Sports can bring out the best in us, too [COLUMN]

Published 4:40 pm Monday, June 23, 2014

This is the kind of joy I see at every event I go to in Shelby County. Sure, there are some people who feel the need to question the officials’ training and vision, but for the most part the average Shelby County sports fan demonstrates nothing but pure elation and joy. (Reporter Photo/Jon Goering)

This is the kind of joy I see at every event I go to in Shelby County. Sure, there are some people who feel the need to question the officials’ training and vision, but for the most part the average Shelby County sports fan demonstrates nothing but pure elation and joy. (Reporter Photo/Jon Goering)
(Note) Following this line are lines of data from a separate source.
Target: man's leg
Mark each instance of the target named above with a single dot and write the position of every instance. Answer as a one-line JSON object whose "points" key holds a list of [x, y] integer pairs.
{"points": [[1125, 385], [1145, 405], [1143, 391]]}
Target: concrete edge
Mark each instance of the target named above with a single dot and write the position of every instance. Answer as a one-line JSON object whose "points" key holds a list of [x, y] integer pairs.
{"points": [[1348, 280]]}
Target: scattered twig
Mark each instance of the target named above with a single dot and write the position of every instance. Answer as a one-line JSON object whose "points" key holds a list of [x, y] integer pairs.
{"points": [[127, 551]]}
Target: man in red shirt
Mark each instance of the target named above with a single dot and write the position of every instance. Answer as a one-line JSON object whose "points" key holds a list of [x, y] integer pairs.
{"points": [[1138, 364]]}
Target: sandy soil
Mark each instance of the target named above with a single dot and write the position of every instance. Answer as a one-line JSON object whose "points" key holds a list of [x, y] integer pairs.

By DREW GRANTHUM/Sports Editor

Sports sometimes get a bad rap.

We’ve all heard the horror stories about how fans of opposing teams lose their minds in the heat of battle and do awful things to each other, be it fighting, poisoning/destroying landmarks or even worse.

Yeah, sports can bring out the worst in us, for sure.

But I feel the need to stand up for sports — and not just because they provide a source of income for me. As bad as they can make us act, they can also bring out some of the purest joy in us too.

Take for example myself two weeks ago. If you read these columns with any regularity, you know I’m a huge fan of the Los Angeles Kings hockey club. The team has toiled in utter futility for most of my life, but clinched their second championship with a game-winning goal in double overtime at home. To put it in perspective, imagine that this past year’s Iron Bowl ended in exact same fashion, but in quadruple overtime — and with the national championship riding on the outcome.

There were elated yelps of joy. There were laps run around my apartment. There were people knocking on my floor below me reminding me I no longer live in a house and random outbursts at 11 p.m. tend to be frowned upon.

This is the kind of joy I see at every event I go to in Shelby County. Sure, there are some people who feel the need to question the officials’ training and vision, but for the most part the average Shelby County sports fan demonstrates nothing but pure elation and joy.

It gives me hope to see that we can have so many different events and teams, and at the end of the day know these are just games made for people to enjoy.

There’s something to be said for the feeling that happens when a team that we as fans invest in emotionally achieve the pinnacle of their sports.

When that emotional investment also involves representing our neighborhoods, our towns and our county, it’s just that much more beautiful.